In honor of United Against Hate Week, NIOT El Sobrante decided to host a virtual concert for their community. Organizer Becki Cohn-Vargas writes about the experience and shares tips for other NIOT groups who may want to host their own concerts.
This year for United Against Hate Week we wanted to do something unique and different. There had been some recent racist talk on Next Door and a homophobic sign appeared in one of our local neighborhoods. Although people spoke up to challenge the racist comments on Next Door and the sign was quickly removed, our local NIOT El Sobrante group decided to sponsor a concert to demonstrate to our neighbors that those attitudes did not reflect the majority of people in our diverse community.
Also, significantly, the murderers of Will Sims, a young African American musician from our community, were on trial. Will had been murdered five years ago by three men who brutally beat him and then shot him while making racist slurs. Our NIOT El Sobrante group was formed in response to Will’s murder. We deemed the concert a tribute to Will and we invited his family to join us for the evening. Have a listen:
Although none of our members had previously hosted a virtual concert, nor were we Zoom experts, we discovered that putting on a virtual concert was both great fun and not that hard to do. We also managed to do it without spending a penny. So we decided to share the steps we took in the hopes that we will inspire other NIOT groups to take on the challenge.
- Find an ally in local government: As in all NIOT endeavors, it is good to find a local elected official as a partner. In our case, since El Sobrante is an unincorporated city, we reached out to Supervisor John Gioia, a supportive ally. He readily agreed to cosponsor.
- Identify a Zoom producer: The smooth Zoom production allows your concert to flow. That requires a person who knows how to spotlight speakers and move from one to another and from one piece of music to another with ease. In our case, one of our members was trained for this role by a member of the Supervisor’s staff. In one case, we wrote to Zoom with a question and they responded. And then we hit the jackpot. We found a Zoom employee who was a relative of one of our members who helped us with the practices and who was on standby to troubleshoot during the concert.

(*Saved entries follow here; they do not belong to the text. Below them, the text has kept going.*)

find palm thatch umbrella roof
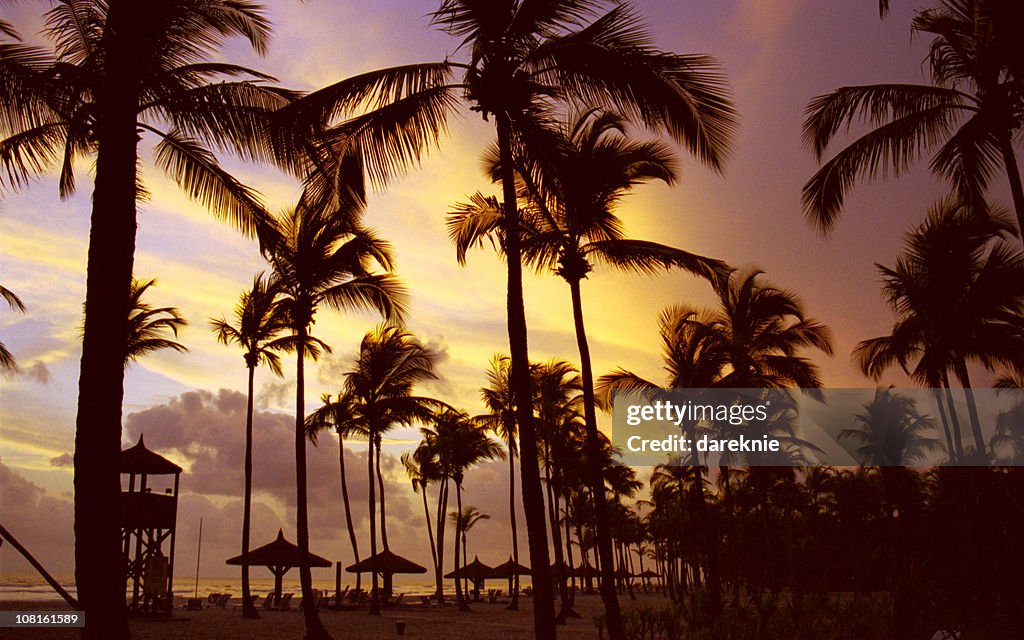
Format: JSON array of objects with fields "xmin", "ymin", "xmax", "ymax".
[
  {"xmin": 488, "ymin": 556, "xmax": 531, "ymax": 578},
  {"xmin": 346, "ymin": 550, "xmax": 427, "ymax": 575},
  {"xmin": 574, "ymin": 564, "xmax": 601, "ymax": 579},
  {"xmin": 225, "ymin": 530, "xmax": 330, "ymax": 606},
  {"xmin": 639, "ymin": 569, "xmax": 661, "ymax": 578},
  {"xmin": 120, "ymin": 434, "xmax": 182, "ymax": 475},
  {"xmin": 225, "ymin": 530, "xmax": 331, "ymax": 568},
  {"xmin": 444, "ymin": 556, "xmax": 494, "ymax": 580}
]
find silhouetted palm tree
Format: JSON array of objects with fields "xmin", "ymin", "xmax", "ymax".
[
  {"xmin": 449, "ymin": 106, "xmax": 729, "ymax": 623},
  {"xmin": 855, "ymin": 198, "xmax": 1024, "ymax": 459},
  {"xmin": 124, "ymin": 278, "xmax": 188, "ymax": 364},
  {"xmin": 267, "ymin": 196, "xmax": 404, "ymax": 637},
  {"xmin": 306, "ymin": 390, "xmax": 367, "ymax": 599},
  {"xmin": 401, "ymin": 451, "xmax": 441, "ymax": 595},
  {"xmin": 473, "ymin": 354, "xmax": 523, "ymax": 609},
  {"xmin": 334, "ymin": 324, "xmax": 443, "ymax": 613},
  {"xmin": 805, "ymin": 0, "xmax": 1024, "ymax": 235},
  {"xmin": 449, "ymin": 506, "xmax": 490, "ymax": 596},
  {"xmin": 840, "ymin": 388, "xmax": 942, "ymax": 466},
  {"xmin": 421, "ymin": 408, "xmax": 503, "ymax": 612},
  {"xmin": 424, "ymin": 3, "xmax": 739, "ymax": 635},
  {"xmin": 211, "ymin": 273, "xmax": 290, "ymax": 618},
  {"xmin": 0, "ymin": 285, "xmax": 25, "ymax": 370},
  {"xmin": 597, "ymin": 269, "xmax": 832, "ymax": 613},
  {"xmin": 0, "ymin": 4, "xmax": 291, "ymax": 633}
]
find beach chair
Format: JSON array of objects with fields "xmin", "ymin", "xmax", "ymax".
[
  {"xmin": 214, "ymin": 593, "xmax": 233, "ymax": 608},
  {"xmin": 522, "ymin": 586, "xmax": 533, "ymax": 597},
  {"xmin": 186, "ymin": 598, "xmax": 204, "ymax": 611},
  {"xmin": 389, "ymin": 593, "xmax": 406, "ymax": 607},
  {"xmin": 261, "ymin": 593, "xmax": 275, "ymax": 610},
  {"xmin": 207, "ymin": 592, "xmax": 221, "ymax": 604},
  {"xmin": 487, "ymin": 590, "xmax": 497, "ymax": 604},
  {"xmin": 278, "ymin": 593, "xmax": 294, "ymax": 611},
  {"xmin": 243, "ymin": 594, "xmax": 260, "ymax": 609},
  {"xmin": 418, "ymin": 595, "xmax": 432, "ymax": 606}
]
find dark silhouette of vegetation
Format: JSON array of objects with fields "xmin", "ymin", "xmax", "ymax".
[{"xmin": 211, "ymin": 274, "xmax": 291, "ymax": 618}]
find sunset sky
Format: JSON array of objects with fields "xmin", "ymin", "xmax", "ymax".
[{"xmin": 0, "ymin": 1, "xmax": 1006, "ymax": 581}]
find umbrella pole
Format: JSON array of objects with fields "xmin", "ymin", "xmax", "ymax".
[{"xmin": 274, "ymin": 568, "xmax": 284, "ymax": 606}]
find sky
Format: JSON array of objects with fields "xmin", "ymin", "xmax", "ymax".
[{"xmin": 0, "ymin": 0, "xmax": 1012, "ymax": 581}]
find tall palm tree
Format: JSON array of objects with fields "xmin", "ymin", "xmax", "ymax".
[
  {"xmin": 123, "ymin": 278, "xmax": 188, "ymax": 365},
  {"xmin": 306, "ymin": 391, "xmax": 368, "ymax": 599},
  {"xmin": 449, "ymin": 108, "xmax": 729, "ymax": 622},
  {"xmin": 0, "ymin": 4, "xmax": 290, "ymax": 634},
  {"xmin": 855, "ymin": 198, "xmax": 1024, "ymax": 459},
  {"xmin": 0, "ymin": 285, "xmax": 25, "ymax": 370},
  {"xmin": 421, "ymin": 408, "xmax": 504, "ymax": 612},
  {"xmin": 332, "ymin": 324, "xmax": 443, "ymax": 614},
  {"xmin": 210, "ymin": 274, "xmax": 289, "ymax": 618},
  {"xmin": 267, "ymin": 196, "xmax": 404, "ymax": 638},
  {"xmin": 473, "ymin": 354, "xmax": 522, "ymax": 608},
  {"xmin": 401, "ymin": 451, "xmax": 441, "ymax": 594},
  {"xmin": 421, "ymin": 4, "xmax": 740, "ymax": 636},
  {"xmin": 804, "ymin": 0, "xmax": 1024, "ymax": 236}
]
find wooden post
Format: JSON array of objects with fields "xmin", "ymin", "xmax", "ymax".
[
  {"xmin": 335, "ymin": 561, "xmax": 342, "ymax": 608},
  {"xmin": 0, "ymin": 523, "xmax": 79, "ymax": 608}
]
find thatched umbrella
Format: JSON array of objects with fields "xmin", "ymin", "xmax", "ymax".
[
  {"xmin": 487, "ymin": 556, "xmax": 531, "ymax": 599},
  {"xmin": 226, "ymin": 530, "xmax": 331, "ymax": 606},
  {"xmin": 346, "ymin": 549, "xmax": 428, "ymax": 575},
  {"xmin": 445, "ymin": 556, "xmax": 494, "ymax": 602}
]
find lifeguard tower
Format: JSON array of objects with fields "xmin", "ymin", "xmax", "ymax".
[{"xmin": 120, "ymin": 434, "xmax": 181, "ymax": 616}]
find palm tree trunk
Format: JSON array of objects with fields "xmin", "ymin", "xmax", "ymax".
[
  {"xmin": 545, "ymin": 458, "xmax": 569, "ymax": 623},
  {"xmin": 453, "ymin": 482, "xmax": 470, "ymax": 612},
  {"xmin": 420, "ymin": 483, "xmax": 437, "ymax": 581},
  {"xmin": 998, "ymin": 131, "xmax": 1024, "ymax": 240},
  {"xmin": 295, "ymin": 331, "xmax": 331, "ymax": 638},
  {"xmin": 368, "ymin": 429, "xmax": 380, "ymax": 615},
  {"xmin": 507, "ymin": 438, "xmax": 520, "ymax": 610},
  {"xmin": 376, "ymin": 439, "xmax": 392, "ymax": 597},
  {"xmin": 953, "ymin": 359, "xmax": 987, "ymax": 458},
  {"xmin": 74, "ymin": 4, "xmax": 138, "ymax": 633},
  {"xmin": 941, "ymin": 371, "xmax": 966, "ymax": 459},
  {"xmin": 567, "ymin": 277, "xmax": 627, "ymax": 640},
  {"xmin": 932, "ymin": 388, "xmax": 956, "ymax": 463},
  {"xmin": 496, "ymin": 112, "xmax": 555, "ymax": 640},
  {"xmin": 337, "ymin": 431, "xmax": 361, "ymax": 596},
  {"xmin": 241, "ymin": 364, "xmax": 258, "ymax": 618},
  {"xmin": 434, "ymin": 477, "xmax": 449, "ymax": 603}
]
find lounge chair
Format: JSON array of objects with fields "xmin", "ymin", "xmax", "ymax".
[
  {"xmin": 278, "ymin": 593, "xmax": 294, "ymax": 611},
  {"xmin": 214, "ymin": 593, "xmax": 233, "ymax": 608},
  {"xmin": 261, "ymin": 594, "xmax": 276, "ymax": 610},
  {"xmin": 207, "ymin": 592, "xmax": 221, "ymax": 604},
  {"xmin": 186, "ymin": 598, "xmax": 204, "ymax": 611}
]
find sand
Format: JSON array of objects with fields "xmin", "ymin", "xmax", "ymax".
[{"xmin": 0, "ymin": 592, "xmax": 669, "ymax": 639}]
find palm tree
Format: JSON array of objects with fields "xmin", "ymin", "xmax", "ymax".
[
  {"xmin": 854, "ymin": 198, "xmax": 1024, "ymax": 459},
  {"xmin": 0, "ymin": 4, "xmax": 290, "ymax": 634},
  {"xmin": 332, "ymin": 324, "xmax": 443, "ymax": 614},
  {"xmin": 210, "ymin": 274, "xmax": 289, "ymax": 618},
  {"xmin": 423, "ymin": 4, "xmax": 741, "ymax": 636},
  {"xmin": 597, "ymin": 269, "xmax": 832, "ymax": 613},
  {"xmin": 421, "ymin": 408, "xmax": 504, "ymax": 612},
  {"xmin": 306, "ymin": 391, "xmax": 367, "ymax": 600},
  {"xmin": 449, "ymin": 506, "xmax": 490, "ymax": 597},
  {"xmin": 124, "ymin": 278, "xmax": 188, "ymax": 365},
  {"xmin": 267, "ymin": 197, "xmax": 404, "ymax": 638},
  {"xmin": 473, "ymin": 354, "xmax": 523, "ymax": 608},
  {"xmin": 804, "ymin": 0, "xmax": 1024, "ymax": 236},
  {"xmin": 449, "ymin": 107, "xmax": 729, "ymax": 622},
  {"xmin": 840, "ymin": 388, "xmax": 943, "ymax": 466},
  {"xmin": 0, "ymin": 285, "xmax": 25, "ymax": 370},
  {"xmin": 401, "ymin": 451, "xmax": 440, "ymax": 595}
]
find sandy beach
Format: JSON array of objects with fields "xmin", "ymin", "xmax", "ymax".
[{"xmin": 0, "ymin": 592, "xmax": 670, "ymax": 640}]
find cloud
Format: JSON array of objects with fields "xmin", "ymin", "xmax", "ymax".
[
  {"xmin": 20, "ymin": 361, "xmax": 53, "ymax": 384},
  {"xmin": 123, "ymin": 389, "xmax": 430, "ymax": 560},
  {"xmin": 49, "ymin": 452, "xmax": 73, "ymax": 468},
  {"xmin": 0, "ymin": 459, "xmax": 75, "ymax": 575}
]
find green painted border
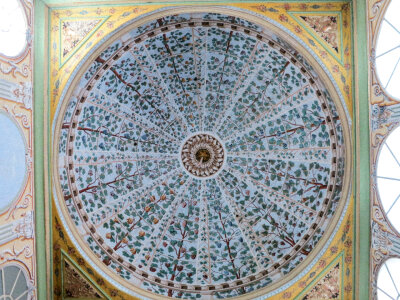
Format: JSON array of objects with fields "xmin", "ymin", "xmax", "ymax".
[
  {"xmin": 294, "ymin": 251, "xmax": 345, "ymax": 300},
  {"xmin": 58, "ymin": 16, "xmax": 110, "ymax": 68},
  {"xmin": 352, "ymin": 0, "xmax": 370, "ymax": 299},
  {"xmin": 34, "ymin": 1, "xmax": 49, "ymax": 300},
  {"xmin": 288, "ymin": 11, "xmax": 344, "ymax": 65},
  {"xmin": 61, "ymin": 250, "xmax": 110, "ymax": 300}
]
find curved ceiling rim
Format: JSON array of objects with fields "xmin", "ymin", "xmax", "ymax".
[
  {"xmin": 51, "ymin": 6, "xmax": 353, "ymax": 300},
  {"xmin": 63, "ymin": 18, "xmax": 341, "ymax": 291}
]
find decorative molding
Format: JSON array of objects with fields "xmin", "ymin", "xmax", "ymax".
[
  {"xmin": 0, "ymin": 0, "xmax": 36, "ymax": 298},
  {"xmin": 59, "ymin": 16, "xmax": 110, "ymax": 67},
  {"xmin": 61, "ymin": 251, "xmax": 109, "ymax": 299},
  {"xmin": 289, "ymin": 12, "xmax": 344, "ymax": 64},
  {"xmin": 368, "ymin": 0, "xmax": 400, "ymax": 298}
]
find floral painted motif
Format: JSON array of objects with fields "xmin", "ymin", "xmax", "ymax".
[
  {"xmin": 63, "ymin": 258, "xmax": 105, "ymax": 298},
  {"xmin": 303, "ymin": 262, "xmax": 340, "ymax": 299},
  {"xmin": 54, "ymin": 12, "xmax": 348, "ymax": 299},
  {"xmin": 300, "ymin": 16, "xmax": 339, "ymax": 52},
  {"xmin": 61, "ymin": 19, "xmax": 101, "ymax": 58}
]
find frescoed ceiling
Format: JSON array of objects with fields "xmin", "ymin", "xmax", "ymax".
[{"xmin": 53, "ymin": 10, "xmax": 351, "ymax": 299}]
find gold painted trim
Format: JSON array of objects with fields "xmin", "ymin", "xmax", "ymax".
[{"xmin": 51, "ymin": 6, "xmax": 353, "ymax": 300}]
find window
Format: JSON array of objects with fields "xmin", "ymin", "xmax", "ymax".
[
  {"xmin": 377, "ymin": 258, "xmax": 400, "ymax": 300},
  {"xmin": 0, "ymin": 0, "xmax": 28, "ymax": 57},
  {"xmin": 377, "ymin": 125, "xmax": 400, "ymax": 233},
  {"xmin": 375, "ymin": 0, "xmax": 400, "ymax": 99}
]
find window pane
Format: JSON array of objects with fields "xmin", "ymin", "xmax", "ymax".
[
  {"xmin": 378, "ymin": 258, "xmax": 400, "ymax": 300},
  {"xmin": 375, "ymin": 0, "xmax": 400, "ymax": 99},
  {"xmin": 377, "ymin": 126, "xmax": 400, "ymax": 233},
  {"xmin": 0, "ymin": 0, "xmax": 27, "ymax": 57}
]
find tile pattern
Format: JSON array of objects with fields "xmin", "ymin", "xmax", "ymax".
[{"xmin": 55, "ymin": 12, "xmax": 348, "ymax": 299}]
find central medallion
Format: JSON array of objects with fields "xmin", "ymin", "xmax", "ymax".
[{"xmin": 181, "ymin": 133, "xmax": 225, "ymax": 178}]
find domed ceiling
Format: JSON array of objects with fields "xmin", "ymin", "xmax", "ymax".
[{"xmin": 55, "ymin": 11, "xmax": 348, "ymax": 299}]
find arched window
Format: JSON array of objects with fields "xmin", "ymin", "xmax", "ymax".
[
  {"xmin": 377, "ymin": 258, "xmax": 400, "ymax": 300},
  {"xmin": 377, "ymin": 125, "xmax": 400, "ymax": 233},
  {"xmin": 0, "ymin": 265, "xmax": 30, "ymax": 300},
  {"xmin": 375, "ymin": 0, "xmax": 400, "ymax": 99},
  {"xmin": 0, "ymin": 0, "xmax": 28, "ymax": 57}
]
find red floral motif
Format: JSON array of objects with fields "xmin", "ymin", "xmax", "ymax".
[
  {"xmin": 330, "ymin": 246, "xmax": 338, "ymax": 254},
  {"xmin": 283, "ymin": 292, "xmax": 292, "ymax": 298},
  {"xmin": 344, "ymin": 239, "xmax": 352, "ymax": 248},
  {"xmin": 279, "ymin": 14, "xmax": 288, "ymax": 22},
  {"xmin": 251, "ymin": 5, "xmax": 268, "ymax": 12},
  {"xmin": 300, "ymin": 3, "xmax": 308, "ymax": 10},
  {"xmin": 319, "ymin": 259, "xmax": 327, "ymax": 268},
  {"xmin": 294, "ymin": 25, "xmax": 302, "ymax": 33},
  {"xmin": 332, "ymin": 65, "xmax": 340, "ymax": 73},
  {"xmin": 299, "ymin": 280, "xmax": 307, "ymax": 288}
]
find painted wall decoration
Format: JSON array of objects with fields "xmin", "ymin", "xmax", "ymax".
[
  {"xmin": 300, "ymin": 255, "xmax": 342, "ymax": 299},
  {"xmin": 0, "ymin": 0, "xmax": 36, "ymax": 298},
  {"xmin": 61, "ymin": 251, "xmax": 109, "ymax": 299},
  {"xmin": 60, "ymin": 17, "xmax": 109, "ymax": 67},
  {"xmin": 367, "ymin": 0, "xmax": 400, "ymax": 298},
  {"xmin": 48, "ymin": 2, "xmax": 354, "ymax": 300}
]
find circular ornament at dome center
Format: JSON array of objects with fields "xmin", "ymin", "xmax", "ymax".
[{"xmin": 181, "ymin": 133, "xmax": 224, "ymax": 178}]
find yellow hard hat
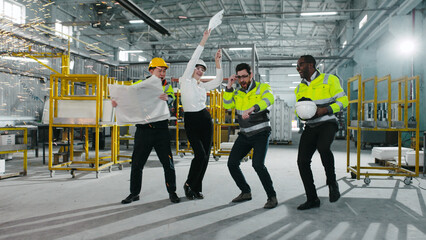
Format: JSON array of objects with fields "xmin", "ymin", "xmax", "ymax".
[{"xmin": 149, "ymin": 57, "xmax": 168, "ymax": 69}]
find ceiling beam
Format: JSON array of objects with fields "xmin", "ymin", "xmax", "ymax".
[{"xmin": 115, "ymin": 0, "xmax": 170, "ymax": 35}]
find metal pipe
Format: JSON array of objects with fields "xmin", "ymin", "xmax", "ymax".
[{"xmin": 115, "ymin": 0, "xmax": 170, "ymax": 36}]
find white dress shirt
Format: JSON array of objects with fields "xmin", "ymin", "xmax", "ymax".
[{"xmin": 179, "ymin": 45, "xmax": 223, "ymax": 112}]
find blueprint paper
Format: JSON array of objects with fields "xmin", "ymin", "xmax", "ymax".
[
  {"xmin": 208, "ymin": 9, "xmax": 224, "ymax": 31},
  {"xmin": 109, "ymin": 75, "xmax": 170, "ymax": 125}
]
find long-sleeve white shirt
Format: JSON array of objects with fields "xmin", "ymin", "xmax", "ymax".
[{"xmin": 179, "ymin": 45, "xmax": 223, "ymax": 112}]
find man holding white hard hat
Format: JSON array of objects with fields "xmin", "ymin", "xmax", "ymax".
[{"xmin": 294, "ymin": 55, "xmax": 348, "ymax": 210}]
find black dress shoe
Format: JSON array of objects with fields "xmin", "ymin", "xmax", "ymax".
[
  {"xmin": 184, "ymin": 184, "xmax": 195, "ymax": 200},
  {"xmin": 329, "ymin": 181, "xmax": 341, "ymax": 202},
  {"xmin": 297, "ymin": 198, "xmax": 320, "ymax": 210},
  {"xmin": 169, "ymin": 192, "xmax": 180, "ymax": 203},
  {"xmin": 194, "ymin": 192, "xmax": 204, "ymax": 199},
  {"xmin": 121, "ymin": 194, "xmax": 140, "ymax": 204}
]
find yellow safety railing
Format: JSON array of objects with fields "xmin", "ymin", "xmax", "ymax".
[
  {"xmin": 48, "ymin": 74, "xmax": 129, "ymax": 178},
  {"xmin": 210, "ymin": 90, "xmax": 253, "ymax": 161},
  {"xmin": 346, "ymin": 74, "xmax": 420, "ymax": 185}
]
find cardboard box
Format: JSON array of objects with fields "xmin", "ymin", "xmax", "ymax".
[{"xmin": 0, "ymin": 134, "xmax": 15, "ymax": 146}]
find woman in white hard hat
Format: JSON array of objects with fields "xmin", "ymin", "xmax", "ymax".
[{"xmin": 179, "ymin": 29, "xmax": 223, "ymax": 200}]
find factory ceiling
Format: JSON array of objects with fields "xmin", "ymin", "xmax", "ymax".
[{"xmin": 1, "ymin": 0, "xmax": 422, "ymax": 71}]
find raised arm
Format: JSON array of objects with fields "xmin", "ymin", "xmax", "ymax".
[
  {"xmin": 201, "ymin": 49, "xmax": 223, "ymax": 90},
  {"xmin": 181, "ymin": 29, "xmax": 211, "ymax": 81}
]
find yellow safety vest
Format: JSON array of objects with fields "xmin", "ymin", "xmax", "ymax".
[
  {"xmin": 223, "ymin": 81, "xmax": 274, "ymax": 136},
  {"xmin": 295, "ymin": 72, "xmax": 348, "ymax": 126}
]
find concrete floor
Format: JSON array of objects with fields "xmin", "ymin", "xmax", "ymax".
[{"xmin": 1, "ymin": 131, "xmax": 426, "ymax": 240}]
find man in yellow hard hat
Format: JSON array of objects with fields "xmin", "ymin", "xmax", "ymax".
[
  {"xmin": 134, "ymin": 58, "xmax": 176, "ymax": 108},
  {"xmin": 113, "ymin": 57, "xmax": 180, "ymax": 204}
]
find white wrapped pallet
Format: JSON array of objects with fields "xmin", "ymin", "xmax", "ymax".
[
  {"xmin": 371, "ymin": 147, "xmax": 412, "ymax": 160},
  {"xmin": 269, "ymin": 98, "xmax": 292, "ymax": 144}
]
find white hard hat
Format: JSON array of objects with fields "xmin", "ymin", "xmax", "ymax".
[
  {"xmin": 295, "ymin": 100, "xmax": 317, "ymax": 119},
  {"xmin": 196, "ymin": 59, "xmax": 207, "ymax": 70}
]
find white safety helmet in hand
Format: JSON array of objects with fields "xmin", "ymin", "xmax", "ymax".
[
  {"xmin": 195, "ymin": 59, "xmax": 207, "ymax": 71},
  {"xmin": 295, "ymin": 99, "xmax": 317, "ymax": 120}
]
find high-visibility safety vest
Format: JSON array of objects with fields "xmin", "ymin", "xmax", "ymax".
[
  {"xmin": 295, "ymin": 71, "xmax": 348, "ymax": 126},
  {"xmin": 223, "ymin": 81, "xmax": 274, "ymax": 137},
  {"xmin": 134, "ymin": 78, "xmax": 176, "ymax": 106}
]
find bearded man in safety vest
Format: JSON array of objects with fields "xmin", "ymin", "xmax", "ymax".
[
  {"xmin": 223, "ymin": 63, "xmax": 278, "ymax": 209},
  {"xmin": 294, "ymin": 55, "xmax": 348, "ymax": 210}
]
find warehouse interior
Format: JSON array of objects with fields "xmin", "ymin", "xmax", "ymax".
[{"xmin": 1, "ymin": 0, "xmax": 426, "ymax": 239}]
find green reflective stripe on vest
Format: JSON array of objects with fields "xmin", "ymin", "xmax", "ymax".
[
  {"xmin": 296, "ymin": 85, "xmax": 300, "ymax": 93},
  {"xmin": 240, "ymin": 122, "xmax": 270, "ymax": 133},
  {"xmin": 236, "ymin": 110, "xmax": 244, "ymax": 115}
]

- Identify musical acts: We opted to have our music reflect the many cultures in our community and we aimed to highlight local Latinx, Black, and Moroccan artists as well as music from a variety of cultures. We contacted twice as many artists as we needed because some were not available. We began by reaching out to local musicians we knew. We also found artists through the local community college, a local Mexican Folkloric Cultural Center, and by word of mouth. We found one artist in a google search for El Sobrante musicians. We explained our purpose to each artist and all were happy to contribute free of charge. Most opted to submit a video of a song or two. Several chose to perform live.
- Solicit artist introductions: We asked all artists who submitted videos to also submit a short video or give a live introduction to highlight the following: information about their group; their connection to the El Sobrante community; why they wanted to be part of a Not In Our Town concert; and a description of the songs they planned to play.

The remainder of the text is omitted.